(Not mine: from here.)
As you may have been able to guess by now, WWII history is fascinating to me. Recently, my mom and I read The Guernsey Literary & Potato Peel Pie Society by Mary Ann Shaffer; I’d run across the title when I was browsing my recommendations on Goodreads last summer, and finally I picked up a copy at a local bookstore. Reading the back of the book, I realized that it might be one that my mom would enjoy, and since we’ve been reading books together for about a year now, I suggested it to her and lo and behold, she was interested. 🙂 So we read it together and discussed it as we progressed through the novel.

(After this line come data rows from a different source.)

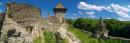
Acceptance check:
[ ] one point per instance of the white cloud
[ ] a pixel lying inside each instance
(108, 18)
(120, 10)
(122, 19)
(90, 13)
(85, 6)
(80, 12)
(128, 6)
(115, 8)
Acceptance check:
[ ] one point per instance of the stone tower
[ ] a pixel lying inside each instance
(101, 31)
(59, 11)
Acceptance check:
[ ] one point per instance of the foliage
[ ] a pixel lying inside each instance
(87, 37)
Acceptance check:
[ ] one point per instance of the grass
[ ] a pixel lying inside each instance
(87, 37)
(49, 37)
(37, 40)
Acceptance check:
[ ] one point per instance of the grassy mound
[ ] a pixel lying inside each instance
(87, 37)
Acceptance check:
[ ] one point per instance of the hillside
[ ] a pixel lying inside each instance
(23, 23)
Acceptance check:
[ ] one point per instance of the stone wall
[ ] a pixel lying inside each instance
(23, 14)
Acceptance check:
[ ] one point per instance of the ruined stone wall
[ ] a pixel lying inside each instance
(23, 14)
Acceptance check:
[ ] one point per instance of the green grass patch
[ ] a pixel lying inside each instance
(87, 37)
(49, 37)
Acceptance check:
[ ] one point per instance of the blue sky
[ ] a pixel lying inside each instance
(108, 9)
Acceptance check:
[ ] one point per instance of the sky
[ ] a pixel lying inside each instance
(107, 9)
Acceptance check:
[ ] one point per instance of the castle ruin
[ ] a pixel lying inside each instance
(22, 22)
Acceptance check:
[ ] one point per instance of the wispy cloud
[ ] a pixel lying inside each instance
(122, 19)
(114, 8)
(91, 14)
(85, 6)
(0, 3)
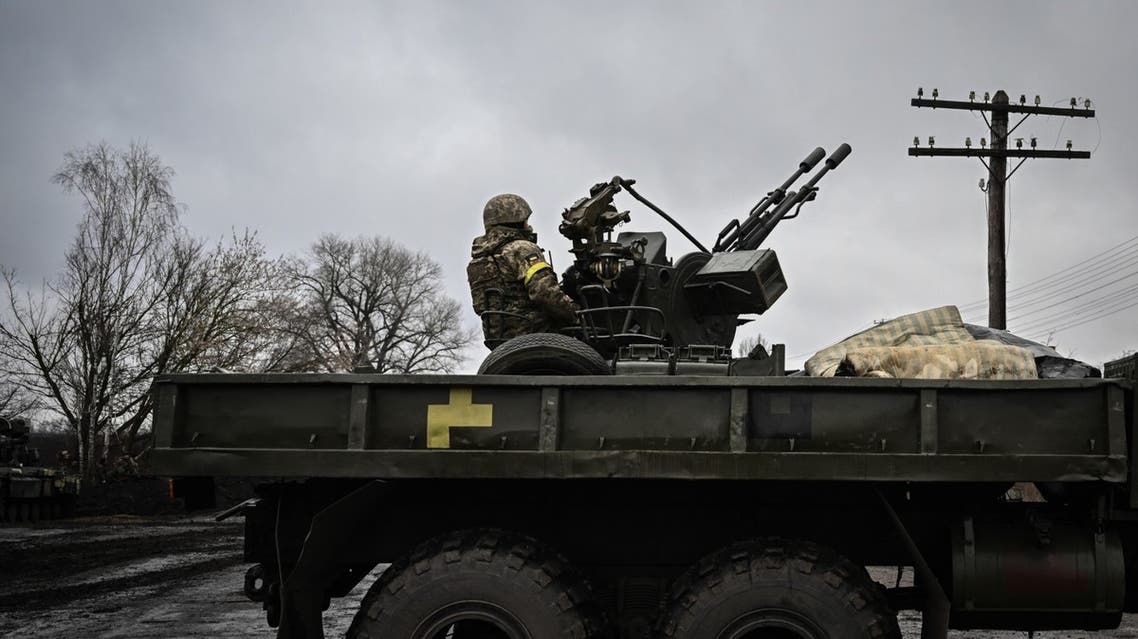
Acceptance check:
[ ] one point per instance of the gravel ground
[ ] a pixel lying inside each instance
(181, 577)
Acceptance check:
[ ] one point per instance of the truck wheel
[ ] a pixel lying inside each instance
(544, 354)
(478, 584)
(777, 588)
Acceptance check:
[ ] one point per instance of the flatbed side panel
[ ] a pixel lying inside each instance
(759, 428)
(640, 464)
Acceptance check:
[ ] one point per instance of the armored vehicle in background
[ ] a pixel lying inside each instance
(27, 490)
(662, 488)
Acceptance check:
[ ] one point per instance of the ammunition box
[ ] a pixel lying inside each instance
(736, 283)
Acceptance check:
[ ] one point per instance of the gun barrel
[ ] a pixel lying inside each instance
(734, 231)
(756, 235)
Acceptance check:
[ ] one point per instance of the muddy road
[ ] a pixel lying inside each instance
(181, 577)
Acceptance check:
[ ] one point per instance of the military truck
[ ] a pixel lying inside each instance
(633, 480)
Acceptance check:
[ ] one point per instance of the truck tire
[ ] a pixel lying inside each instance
(478, 584)
(777, 588)
(544, 354)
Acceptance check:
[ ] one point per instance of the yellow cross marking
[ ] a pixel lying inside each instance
(459, 413)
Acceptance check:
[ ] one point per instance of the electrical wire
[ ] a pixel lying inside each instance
(1105, 304)
(1062, 275)
(1087, 321)
(1044, 296)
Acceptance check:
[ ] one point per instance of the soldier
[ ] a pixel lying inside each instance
(514, 290)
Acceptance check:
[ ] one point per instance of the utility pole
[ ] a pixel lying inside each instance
(997, 175)
(997, 171)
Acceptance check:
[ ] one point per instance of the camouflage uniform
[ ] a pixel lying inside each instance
(509, 273)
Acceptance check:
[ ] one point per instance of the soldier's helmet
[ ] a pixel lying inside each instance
(505, 209)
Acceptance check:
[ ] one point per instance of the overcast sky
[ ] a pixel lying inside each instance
(403, 118)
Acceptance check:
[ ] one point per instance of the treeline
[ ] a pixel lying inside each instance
(140, 297)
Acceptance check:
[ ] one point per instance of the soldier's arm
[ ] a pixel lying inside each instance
(542, 283)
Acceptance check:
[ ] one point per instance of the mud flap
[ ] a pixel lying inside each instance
(305, 592)
(934, 615)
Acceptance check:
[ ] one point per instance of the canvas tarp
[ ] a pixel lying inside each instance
(929, 345)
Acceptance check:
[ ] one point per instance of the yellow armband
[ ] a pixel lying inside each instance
(533, 271)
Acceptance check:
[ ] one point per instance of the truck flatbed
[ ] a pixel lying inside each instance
(637, 426)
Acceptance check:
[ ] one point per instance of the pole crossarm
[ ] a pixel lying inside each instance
(992, 154)
(1003, 108)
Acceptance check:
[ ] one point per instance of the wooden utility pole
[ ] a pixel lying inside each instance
(997, 175)
(997, 172)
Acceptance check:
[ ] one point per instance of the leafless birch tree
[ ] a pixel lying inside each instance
(137, 298)
(371, 304)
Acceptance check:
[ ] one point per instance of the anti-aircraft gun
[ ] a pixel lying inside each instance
(632, 295)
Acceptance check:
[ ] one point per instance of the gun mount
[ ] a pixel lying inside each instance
(631, 292)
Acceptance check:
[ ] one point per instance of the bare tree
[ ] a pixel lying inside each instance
(371, 304)
(137, 298)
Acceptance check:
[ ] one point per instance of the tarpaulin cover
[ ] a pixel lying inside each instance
(974, 361)
(928, 345)
(1048, 362)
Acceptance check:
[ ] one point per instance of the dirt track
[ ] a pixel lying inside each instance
(181, 577)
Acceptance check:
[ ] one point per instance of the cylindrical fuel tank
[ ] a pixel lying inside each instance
(1036, 575)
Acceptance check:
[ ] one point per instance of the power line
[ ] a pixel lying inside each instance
(1063, 274)
(1057, 329)
(1093, 306)
(1057, 293)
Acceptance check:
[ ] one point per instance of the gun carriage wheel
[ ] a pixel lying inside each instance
(544, 354)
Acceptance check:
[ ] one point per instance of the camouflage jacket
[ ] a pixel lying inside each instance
(513, 289)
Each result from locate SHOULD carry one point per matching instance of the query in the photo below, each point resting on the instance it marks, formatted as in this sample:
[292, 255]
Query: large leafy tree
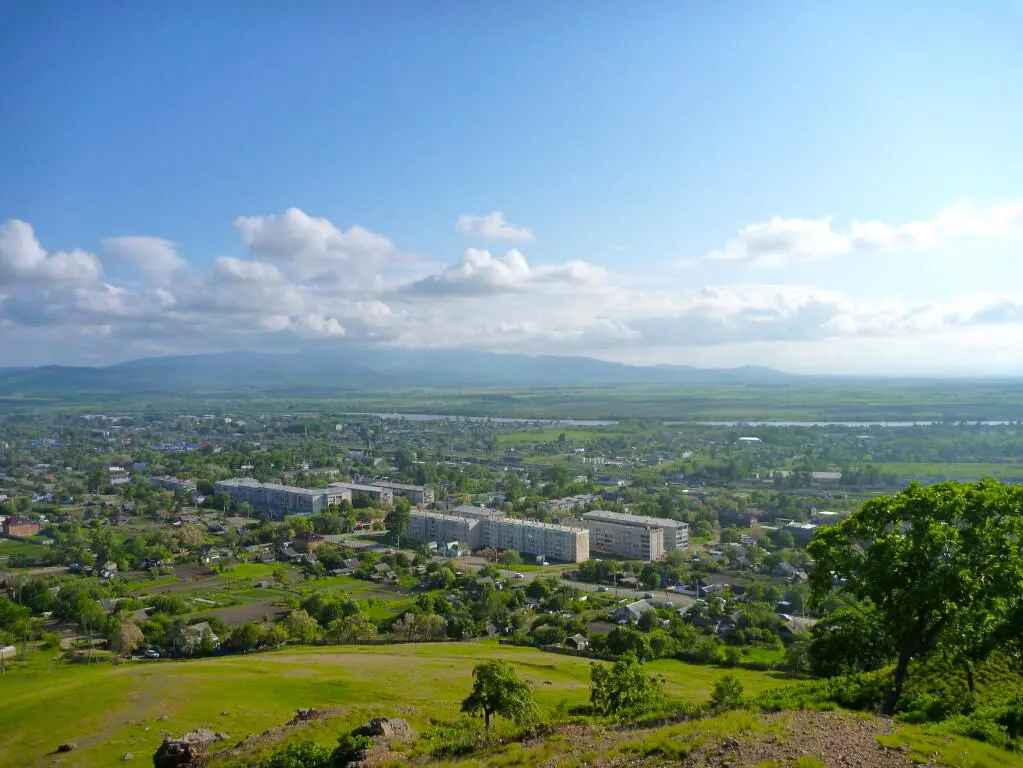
[624, 689]
[939, 567]
[497, 689]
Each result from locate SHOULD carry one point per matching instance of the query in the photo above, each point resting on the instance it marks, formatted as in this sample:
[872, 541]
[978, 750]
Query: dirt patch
[232, 616]
[832, 738]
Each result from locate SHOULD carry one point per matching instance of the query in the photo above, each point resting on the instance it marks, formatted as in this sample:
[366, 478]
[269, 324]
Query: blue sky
[664, 172]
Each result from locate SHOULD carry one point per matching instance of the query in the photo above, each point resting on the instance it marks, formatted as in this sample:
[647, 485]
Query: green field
[964, 470]
[113, 710]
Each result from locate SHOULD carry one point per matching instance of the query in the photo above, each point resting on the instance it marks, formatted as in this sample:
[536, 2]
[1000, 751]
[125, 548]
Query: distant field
[953, 471]
[109, 711]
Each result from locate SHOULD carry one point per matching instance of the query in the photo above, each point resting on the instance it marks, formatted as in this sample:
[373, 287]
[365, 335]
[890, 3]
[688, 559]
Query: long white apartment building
[527, 537]
[380, 495]
[419, 495]
[443, 529]
[277, 500]
[675, 534]
[632, 542]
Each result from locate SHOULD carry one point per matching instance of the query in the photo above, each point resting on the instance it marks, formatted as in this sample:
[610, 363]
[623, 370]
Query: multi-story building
[380, 495]
[477, 529]
[17, 526]
[675, 536]
[277, 500]
[476, 512]
[566, 504]
[172, 484]
[418, 495]
[633, 542]
[529, 537]
[443, 529]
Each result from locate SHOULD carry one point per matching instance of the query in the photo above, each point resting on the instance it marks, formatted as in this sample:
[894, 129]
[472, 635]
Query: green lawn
[966, 470]
[109, 711]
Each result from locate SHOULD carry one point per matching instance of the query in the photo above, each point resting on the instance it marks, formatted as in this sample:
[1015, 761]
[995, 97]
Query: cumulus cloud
[480, 273]
[229, 269]
[274, 294]
[492, 226]
[156, 258]
[782, 241]
[302, 239]
[24, 262]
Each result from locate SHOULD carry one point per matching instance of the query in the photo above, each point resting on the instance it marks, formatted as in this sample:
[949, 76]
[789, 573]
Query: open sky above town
[820, 187]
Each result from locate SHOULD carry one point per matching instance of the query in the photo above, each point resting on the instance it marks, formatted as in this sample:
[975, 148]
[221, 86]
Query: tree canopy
[497, 689]
[938, 567]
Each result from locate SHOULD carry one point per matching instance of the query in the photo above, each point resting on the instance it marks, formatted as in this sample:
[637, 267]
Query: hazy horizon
[827, 190]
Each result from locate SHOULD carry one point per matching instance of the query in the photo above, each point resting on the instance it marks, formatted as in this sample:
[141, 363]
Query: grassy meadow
[109, 710]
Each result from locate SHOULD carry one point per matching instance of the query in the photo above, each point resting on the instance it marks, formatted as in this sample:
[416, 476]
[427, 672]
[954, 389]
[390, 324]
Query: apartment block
[277, 500]
[632, 542]
[476, 512]
[675, 534]
[381, 495]
[531, 538]
[426, 527]
[171, 484]
[419, 495]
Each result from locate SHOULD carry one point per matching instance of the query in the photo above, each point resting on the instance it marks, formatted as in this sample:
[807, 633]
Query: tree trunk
[900, 672]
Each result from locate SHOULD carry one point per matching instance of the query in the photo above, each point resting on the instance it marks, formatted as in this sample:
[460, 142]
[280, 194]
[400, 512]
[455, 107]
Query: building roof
[606, 515]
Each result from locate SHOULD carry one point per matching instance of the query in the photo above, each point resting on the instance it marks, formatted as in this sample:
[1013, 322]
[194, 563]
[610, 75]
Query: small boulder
[387, 729]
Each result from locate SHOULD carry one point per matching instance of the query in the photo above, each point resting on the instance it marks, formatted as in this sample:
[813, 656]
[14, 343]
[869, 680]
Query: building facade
[527, 537]
[426, 527]
[380, 495]
[277, 500]
[675, 534]
[419, 495]
[633, 542]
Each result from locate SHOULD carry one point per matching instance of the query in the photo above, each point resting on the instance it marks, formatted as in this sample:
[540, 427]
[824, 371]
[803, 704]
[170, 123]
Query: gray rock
[387, 729]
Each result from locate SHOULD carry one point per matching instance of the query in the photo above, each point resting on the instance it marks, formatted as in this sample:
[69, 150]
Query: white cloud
[782, 241]
[24, 262]
[229, 269]
[156, 258]
[296, 236]
[492, 226]
[480, 273]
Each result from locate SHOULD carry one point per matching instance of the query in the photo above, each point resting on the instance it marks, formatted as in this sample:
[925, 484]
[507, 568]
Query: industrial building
[675, 534]
[277, 500]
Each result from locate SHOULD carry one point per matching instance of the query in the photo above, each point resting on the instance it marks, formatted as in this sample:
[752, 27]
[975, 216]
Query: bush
[454, 739]
[302, 755]
[349, 750]
[727, 694]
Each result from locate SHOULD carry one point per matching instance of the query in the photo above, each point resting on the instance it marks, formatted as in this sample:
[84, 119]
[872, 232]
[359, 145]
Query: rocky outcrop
[188, 752]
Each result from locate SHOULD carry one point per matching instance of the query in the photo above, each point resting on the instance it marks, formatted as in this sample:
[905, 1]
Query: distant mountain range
[320, 373]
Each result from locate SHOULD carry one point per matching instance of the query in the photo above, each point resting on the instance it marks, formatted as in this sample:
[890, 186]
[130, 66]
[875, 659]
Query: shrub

The title certainly pulls one in, doesn’t it? Shaffer, who died in 2008, wrote this book in conjunction with her niece, and I believe that they did an excellent job of working together to create a gem of a book. The story takes place in post-WWII London – and Guernsey, of course – and is told by a succession of letters to and from different people. Juliet is our protagonist – an author who is struggling to find something to write about after the war… and as the book progresses, does she ever learn a lot about the Guernsey Islanders and their experiences during the war!! – certainly enough for a novel. However, the more that she learns about the Islanders and the Literary and Potato Peel Pie Society, the less focused she is on writing and getting another work published, and the more involved she gets in the Islanders’ lives… and into the arms of one Dawsey Adams, so different from the flashy Mark from the States, who wants to marry her and have her as a witty, charming trophy wife.
I don’t want to give too much more of the story away, but it is a delightful read. At first, I was a little concerned that I would get confused in regards to the different letters, since so many were being exchanged between so many different people, but Shaffer did a wonderful job of keeping that all sorted out neatly. Juliet becomes more likable by the end of the book than she was at the beginning, and perhaps that is how it should be, since we know her much better at the end than we did at the beginning. However, perhaps part of it is that she loses some of her London socialite “sheen” and instead becomes more earthy and comfortable moving around in Guernsey, rather than crowded, bustling London, and therefore becomes more relatable to the reader.
5/5 stars to this book. 🙂 If you are looking for a quick, fun, interesting, and funny read, I highly recommend The Guernsey Literary and Potato Peel Pie Society as something you should definitely delve into. It doesn’t take long to read and is a delight for all of the senses, since Shaffer brings the time period and places alive with vivid imagery, even through letters alone.